E’ però improbabile che il bambino della globalizzazione venga buttato via con l'acqua sporca del coronavirus. Le evidenze indicano che è già in via di formazione una nuova forma di globalizzazione, basata sulla tradizionale teoria della specializzazione e del vantaggio comparativo. Per il Regno Unito, già nel 2015, lo stesso McWilliams teorizzava in un saggio divenuto un best-seller, il ruolo della Flat White Economy, un mix tra i settori tecnologici e creativi che ha già formato il più produttivo cluster economico in UK, alimentando i servizi finanziari -- con il fintech -- e il manifatturiero avanzato -- con I.A. e robotica.
Ma l’economia è solo parte della crisi. Come nota Corrado de Rinaldis Saponaro “il coronavirus sta avviandosi a segnare una nuova Yalta”. Il segretario repubblicano ritiene che “alla fine della pandemia il mondo si sarà dato un nuovo ordine geopolitico”.

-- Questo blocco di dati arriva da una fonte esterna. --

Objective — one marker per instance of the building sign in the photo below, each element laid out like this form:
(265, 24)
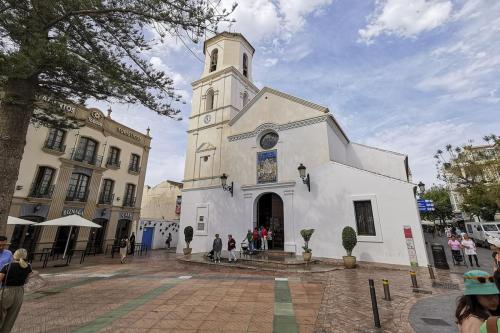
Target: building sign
(95, 118)
(126, 215)
(267, 167)
(72, 211)
(63, 106)
(410, 245)
(128, 133)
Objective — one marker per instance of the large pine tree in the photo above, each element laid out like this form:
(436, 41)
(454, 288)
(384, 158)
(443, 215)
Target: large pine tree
(73, 50)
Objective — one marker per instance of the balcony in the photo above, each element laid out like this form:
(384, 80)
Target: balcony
(129, 202)
(77, 196)
(134, 169)
(51, 148)
(37, 191)
(80, 156)
(106, 198)
(113, 164)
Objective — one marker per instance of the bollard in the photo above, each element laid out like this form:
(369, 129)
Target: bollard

Secondo James Sproule, la seconda vittima della pandemia è infatti la Cina. L’economista interpreta la crisi di Covid-19 come un “momento Chernobyl”, che mina la credibilità della leadership politica di fronte ad un tentativo d’insabbiamento della verità. Mikhail Gorbacev fa risalire le crepe iniziali dell’Unione sovietica alla cattiva gestione dell’incidente al reattore nucleare ucraino del 1986. La dittatura comunista può anche mantenere il controllo sul dissenso interno. Ma, avverte Sproule, che ha servito come Senior Adviser del Primo Ministro, “questa crisi è un catalizzatore per gran parte del resto del mondo per guardare oltre i vantaggi a breve termine nel decidere chi coinvolgere nelle loro filiere di approvvigionamento strategiche”. A febbraio Boris Johnson ha fronteggiato un’offensiva nel partito contro il coinvolgimento di Huawei nella costruzione della rete 5G britannica. Data l’emergenza sanitaria, la questione è stata messa in frigorifero. Ma quando verrà riconsiderata, le possibilità di andare avanti con i cinesi sono quasi nulle. E tali decisioni non saranno limitate al Regno Unito.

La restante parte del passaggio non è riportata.